The problem with that, for me, isn't that I'm fatigued with grim-gritty superheroes. The problem for me is that, about half the time, they did grim-gritty in a predictable and boring way. For instance, in the opening scene Matt Murdoch talks to his priest:
"I'm not seeking penance for what I've done, Father. I'm asking for forgiveness... for what I'm about to do."
Not a bad line, unless you saw it coming from a mile away. And that sense of grimness such suffuses so much of the show, from the acting (so much heavy pauses in the speaking, as if the weight... of what you were saying... was exhausting), to the fight scenes (so many of which were muddily lit, robbing them of any excitement).

I could go on, but I want to end with just one comment on the role of women. Matt Murdoch is motivated, in part, by his father issues. (Get it--he starts the show by talking to a priest because he has father issues. Wah-wah.) Which would be fine change from being motivated by protecting women--except there's no hint of his mom at all. As if Matt sprung fully forth from Jack Murdoch's forehead.

Besides that glaring omission, we could go through the women in the show and their relation to the men, particularly Matt. The tally isn't so great. Sure, Karen Page (secretary) and Claire Temple (nurse) get at least one moment of revenge or beating someone up. (Heck, even Foggy gets one moment of beating someone up.) But most of the time, the women are objects of rescue: Karen, Claire, Vanessa (an object of rescue not for Matt, but for Fisk).

Oh god, and I didn't even get into the 80s-esque racial/crime components, particularly the inscrutable Asian gangs: the honorable Japanese ninjas (which are so Frank Miller), and the secretive Chinese drug-runners.

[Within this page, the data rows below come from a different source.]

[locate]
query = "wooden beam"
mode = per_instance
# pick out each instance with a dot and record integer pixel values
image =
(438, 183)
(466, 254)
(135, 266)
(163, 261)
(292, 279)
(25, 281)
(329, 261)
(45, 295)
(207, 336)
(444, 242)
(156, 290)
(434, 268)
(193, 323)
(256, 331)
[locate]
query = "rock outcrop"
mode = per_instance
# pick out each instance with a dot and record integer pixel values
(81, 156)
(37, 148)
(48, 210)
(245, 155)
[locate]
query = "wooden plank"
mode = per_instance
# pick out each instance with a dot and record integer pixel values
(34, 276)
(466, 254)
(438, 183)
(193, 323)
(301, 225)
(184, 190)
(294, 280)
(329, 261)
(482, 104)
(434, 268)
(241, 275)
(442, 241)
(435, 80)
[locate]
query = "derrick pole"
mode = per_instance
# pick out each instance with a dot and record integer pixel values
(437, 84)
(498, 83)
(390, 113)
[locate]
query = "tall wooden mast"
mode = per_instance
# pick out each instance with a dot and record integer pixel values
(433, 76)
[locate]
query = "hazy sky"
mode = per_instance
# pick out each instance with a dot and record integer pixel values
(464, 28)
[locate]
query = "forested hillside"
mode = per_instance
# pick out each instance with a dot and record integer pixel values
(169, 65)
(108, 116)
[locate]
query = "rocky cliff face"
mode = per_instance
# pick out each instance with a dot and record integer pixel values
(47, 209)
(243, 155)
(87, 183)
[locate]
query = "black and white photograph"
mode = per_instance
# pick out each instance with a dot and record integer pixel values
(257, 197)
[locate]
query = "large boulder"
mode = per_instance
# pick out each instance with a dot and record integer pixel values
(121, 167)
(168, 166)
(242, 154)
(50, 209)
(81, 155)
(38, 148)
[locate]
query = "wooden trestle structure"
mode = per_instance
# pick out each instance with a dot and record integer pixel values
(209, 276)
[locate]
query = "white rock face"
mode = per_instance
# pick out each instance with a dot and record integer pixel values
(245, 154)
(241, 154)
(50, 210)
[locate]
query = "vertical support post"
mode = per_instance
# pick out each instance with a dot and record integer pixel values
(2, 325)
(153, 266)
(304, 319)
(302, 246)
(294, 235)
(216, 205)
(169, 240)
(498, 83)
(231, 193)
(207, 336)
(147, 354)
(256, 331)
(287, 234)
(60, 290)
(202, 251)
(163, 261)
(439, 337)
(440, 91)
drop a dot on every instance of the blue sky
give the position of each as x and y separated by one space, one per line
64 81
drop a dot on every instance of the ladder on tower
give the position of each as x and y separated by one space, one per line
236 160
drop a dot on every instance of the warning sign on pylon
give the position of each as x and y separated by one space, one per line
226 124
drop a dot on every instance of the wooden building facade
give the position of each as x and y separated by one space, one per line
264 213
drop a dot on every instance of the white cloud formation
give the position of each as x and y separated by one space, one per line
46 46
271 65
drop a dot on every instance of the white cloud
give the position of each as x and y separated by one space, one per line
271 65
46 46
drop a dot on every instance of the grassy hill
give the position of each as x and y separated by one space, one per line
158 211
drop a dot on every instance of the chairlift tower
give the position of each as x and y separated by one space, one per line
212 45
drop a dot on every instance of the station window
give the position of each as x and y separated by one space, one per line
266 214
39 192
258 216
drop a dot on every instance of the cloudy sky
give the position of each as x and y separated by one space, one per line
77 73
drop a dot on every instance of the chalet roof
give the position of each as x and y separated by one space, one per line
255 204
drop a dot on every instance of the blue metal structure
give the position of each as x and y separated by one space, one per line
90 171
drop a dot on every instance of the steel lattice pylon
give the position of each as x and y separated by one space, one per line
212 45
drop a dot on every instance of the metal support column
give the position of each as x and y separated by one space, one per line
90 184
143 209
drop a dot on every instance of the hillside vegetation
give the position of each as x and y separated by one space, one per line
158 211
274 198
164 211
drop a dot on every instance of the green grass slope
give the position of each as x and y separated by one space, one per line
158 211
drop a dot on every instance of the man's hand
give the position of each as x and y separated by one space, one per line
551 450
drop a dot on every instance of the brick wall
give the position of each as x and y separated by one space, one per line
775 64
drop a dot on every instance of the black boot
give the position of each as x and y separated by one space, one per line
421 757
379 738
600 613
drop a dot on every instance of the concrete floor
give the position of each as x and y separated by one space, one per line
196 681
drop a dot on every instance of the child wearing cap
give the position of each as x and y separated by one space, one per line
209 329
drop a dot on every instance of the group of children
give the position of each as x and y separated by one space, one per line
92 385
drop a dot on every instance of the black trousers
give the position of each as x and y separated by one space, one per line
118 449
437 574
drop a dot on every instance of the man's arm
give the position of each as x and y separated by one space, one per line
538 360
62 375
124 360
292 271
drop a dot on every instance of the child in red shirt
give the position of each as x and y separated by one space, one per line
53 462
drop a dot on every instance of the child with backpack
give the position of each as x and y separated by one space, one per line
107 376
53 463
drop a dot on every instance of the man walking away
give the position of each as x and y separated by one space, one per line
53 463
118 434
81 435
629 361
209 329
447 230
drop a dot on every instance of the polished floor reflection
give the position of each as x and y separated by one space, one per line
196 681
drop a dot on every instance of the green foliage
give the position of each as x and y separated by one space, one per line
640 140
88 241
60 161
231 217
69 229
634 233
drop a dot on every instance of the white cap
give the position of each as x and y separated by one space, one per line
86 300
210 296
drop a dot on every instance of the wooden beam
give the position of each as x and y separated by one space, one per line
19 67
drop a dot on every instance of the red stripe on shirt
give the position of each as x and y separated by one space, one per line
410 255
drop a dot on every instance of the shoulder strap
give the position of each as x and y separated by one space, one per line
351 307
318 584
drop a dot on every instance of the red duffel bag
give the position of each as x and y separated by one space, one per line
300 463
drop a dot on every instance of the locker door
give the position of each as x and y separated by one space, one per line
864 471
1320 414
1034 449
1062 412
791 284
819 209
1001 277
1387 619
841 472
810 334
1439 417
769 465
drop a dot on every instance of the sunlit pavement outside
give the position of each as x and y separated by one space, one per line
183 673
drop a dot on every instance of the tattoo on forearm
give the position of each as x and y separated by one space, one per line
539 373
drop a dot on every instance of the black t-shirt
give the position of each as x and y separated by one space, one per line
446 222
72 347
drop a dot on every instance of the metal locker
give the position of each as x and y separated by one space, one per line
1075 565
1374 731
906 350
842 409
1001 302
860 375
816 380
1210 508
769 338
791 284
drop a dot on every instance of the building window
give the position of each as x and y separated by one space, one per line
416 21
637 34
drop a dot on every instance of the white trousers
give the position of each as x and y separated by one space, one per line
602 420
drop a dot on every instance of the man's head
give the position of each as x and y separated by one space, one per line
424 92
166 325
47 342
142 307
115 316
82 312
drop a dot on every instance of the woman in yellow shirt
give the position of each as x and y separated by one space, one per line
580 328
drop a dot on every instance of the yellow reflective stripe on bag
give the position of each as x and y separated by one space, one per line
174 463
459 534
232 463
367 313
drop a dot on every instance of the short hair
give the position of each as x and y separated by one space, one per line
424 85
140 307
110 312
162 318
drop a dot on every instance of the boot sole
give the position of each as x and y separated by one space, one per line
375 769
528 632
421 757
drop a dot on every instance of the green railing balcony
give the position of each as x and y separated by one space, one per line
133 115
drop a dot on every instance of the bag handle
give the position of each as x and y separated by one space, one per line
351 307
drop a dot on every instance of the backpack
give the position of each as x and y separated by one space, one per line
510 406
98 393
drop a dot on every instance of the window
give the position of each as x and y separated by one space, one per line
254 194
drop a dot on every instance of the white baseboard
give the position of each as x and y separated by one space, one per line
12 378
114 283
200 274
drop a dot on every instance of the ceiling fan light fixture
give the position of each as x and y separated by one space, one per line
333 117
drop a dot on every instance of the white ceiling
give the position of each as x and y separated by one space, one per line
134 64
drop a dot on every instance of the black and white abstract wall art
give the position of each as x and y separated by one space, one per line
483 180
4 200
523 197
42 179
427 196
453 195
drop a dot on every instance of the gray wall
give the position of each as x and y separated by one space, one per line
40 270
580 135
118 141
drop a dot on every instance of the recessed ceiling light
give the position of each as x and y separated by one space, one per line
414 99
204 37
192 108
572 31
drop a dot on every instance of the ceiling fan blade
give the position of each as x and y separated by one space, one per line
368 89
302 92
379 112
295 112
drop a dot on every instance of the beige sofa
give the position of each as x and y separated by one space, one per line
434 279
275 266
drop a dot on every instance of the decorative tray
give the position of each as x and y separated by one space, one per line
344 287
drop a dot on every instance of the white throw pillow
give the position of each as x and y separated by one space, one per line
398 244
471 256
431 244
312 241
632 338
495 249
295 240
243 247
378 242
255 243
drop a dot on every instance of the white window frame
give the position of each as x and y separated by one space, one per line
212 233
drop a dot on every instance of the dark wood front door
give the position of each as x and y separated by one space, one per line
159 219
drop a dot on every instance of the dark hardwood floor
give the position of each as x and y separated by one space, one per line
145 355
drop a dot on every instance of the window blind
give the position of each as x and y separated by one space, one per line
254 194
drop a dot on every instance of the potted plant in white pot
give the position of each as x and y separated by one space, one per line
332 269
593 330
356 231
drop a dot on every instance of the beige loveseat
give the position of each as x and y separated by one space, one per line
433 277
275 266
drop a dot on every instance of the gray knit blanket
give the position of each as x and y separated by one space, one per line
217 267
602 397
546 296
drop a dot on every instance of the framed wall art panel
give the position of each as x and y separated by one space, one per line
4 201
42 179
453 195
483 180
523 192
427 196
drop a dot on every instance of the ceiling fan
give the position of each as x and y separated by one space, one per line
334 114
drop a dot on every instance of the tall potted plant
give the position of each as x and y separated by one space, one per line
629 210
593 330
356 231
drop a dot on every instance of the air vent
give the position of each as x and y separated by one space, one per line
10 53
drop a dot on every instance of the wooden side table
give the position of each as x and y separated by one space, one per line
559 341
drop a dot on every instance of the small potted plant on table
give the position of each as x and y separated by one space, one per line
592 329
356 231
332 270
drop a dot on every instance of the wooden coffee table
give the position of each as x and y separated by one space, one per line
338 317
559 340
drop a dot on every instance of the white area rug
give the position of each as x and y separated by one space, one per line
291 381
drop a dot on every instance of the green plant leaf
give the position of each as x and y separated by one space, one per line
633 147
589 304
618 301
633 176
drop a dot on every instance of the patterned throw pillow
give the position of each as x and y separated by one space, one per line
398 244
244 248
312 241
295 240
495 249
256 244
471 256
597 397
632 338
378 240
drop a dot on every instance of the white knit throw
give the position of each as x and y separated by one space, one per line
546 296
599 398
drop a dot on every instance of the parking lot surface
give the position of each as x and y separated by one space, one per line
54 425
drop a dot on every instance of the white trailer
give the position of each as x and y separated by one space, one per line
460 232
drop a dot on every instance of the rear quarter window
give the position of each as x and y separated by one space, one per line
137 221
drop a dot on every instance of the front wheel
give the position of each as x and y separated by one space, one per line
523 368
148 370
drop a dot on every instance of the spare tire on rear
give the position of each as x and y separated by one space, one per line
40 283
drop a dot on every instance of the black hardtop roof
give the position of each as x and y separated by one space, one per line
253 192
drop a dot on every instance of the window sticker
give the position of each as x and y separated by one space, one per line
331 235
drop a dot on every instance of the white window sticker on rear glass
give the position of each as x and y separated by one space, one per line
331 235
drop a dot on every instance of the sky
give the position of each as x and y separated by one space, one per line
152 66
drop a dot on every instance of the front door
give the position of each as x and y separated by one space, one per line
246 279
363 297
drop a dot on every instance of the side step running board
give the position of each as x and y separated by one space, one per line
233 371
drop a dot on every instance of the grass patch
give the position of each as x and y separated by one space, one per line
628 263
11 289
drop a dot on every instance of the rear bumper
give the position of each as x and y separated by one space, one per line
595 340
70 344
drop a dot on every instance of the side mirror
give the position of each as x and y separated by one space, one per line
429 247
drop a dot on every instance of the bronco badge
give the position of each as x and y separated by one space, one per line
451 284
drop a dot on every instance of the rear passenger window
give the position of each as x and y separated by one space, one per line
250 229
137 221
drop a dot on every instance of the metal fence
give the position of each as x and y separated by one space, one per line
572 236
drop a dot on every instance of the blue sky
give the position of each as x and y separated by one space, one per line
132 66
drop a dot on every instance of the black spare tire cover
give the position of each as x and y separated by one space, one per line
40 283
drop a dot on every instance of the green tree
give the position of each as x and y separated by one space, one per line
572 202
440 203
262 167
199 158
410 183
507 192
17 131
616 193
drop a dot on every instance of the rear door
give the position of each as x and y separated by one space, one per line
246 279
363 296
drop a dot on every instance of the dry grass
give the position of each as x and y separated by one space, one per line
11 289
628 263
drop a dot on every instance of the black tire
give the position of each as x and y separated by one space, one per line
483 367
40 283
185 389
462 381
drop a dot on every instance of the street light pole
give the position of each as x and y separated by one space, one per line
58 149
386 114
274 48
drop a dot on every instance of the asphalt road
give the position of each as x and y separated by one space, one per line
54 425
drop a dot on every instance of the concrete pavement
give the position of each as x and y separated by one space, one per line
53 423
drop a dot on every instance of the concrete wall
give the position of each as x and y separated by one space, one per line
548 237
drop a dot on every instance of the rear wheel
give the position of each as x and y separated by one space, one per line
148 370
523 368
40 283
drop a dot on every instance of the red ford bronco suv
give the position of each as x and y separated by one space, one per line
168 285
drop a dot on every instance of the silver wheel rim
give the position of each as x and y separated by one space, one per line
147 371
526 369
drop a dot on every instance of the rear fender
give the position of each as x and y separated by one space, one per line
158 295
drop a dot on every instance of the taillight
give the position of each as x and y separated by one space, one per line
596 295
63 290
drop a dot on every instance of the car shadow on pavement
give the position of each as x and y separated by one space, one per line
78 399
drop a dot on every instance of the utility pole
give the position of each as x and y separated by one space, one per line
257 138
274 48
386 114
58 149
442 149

In short, I didn't hate the show, but it seems to have some really apparent problems and some missed opportunities.

1 comment:

  1. From what I understand, Goddard was going to be the showrunner, and was heavily involved with the first two episodes, but then there was a conflict of some sort (don't know what the nature of it was), and Steven DeKnight had to take over showrunner responsibilities for the remainder of the season. Goddard still gets an EP and creator credit though.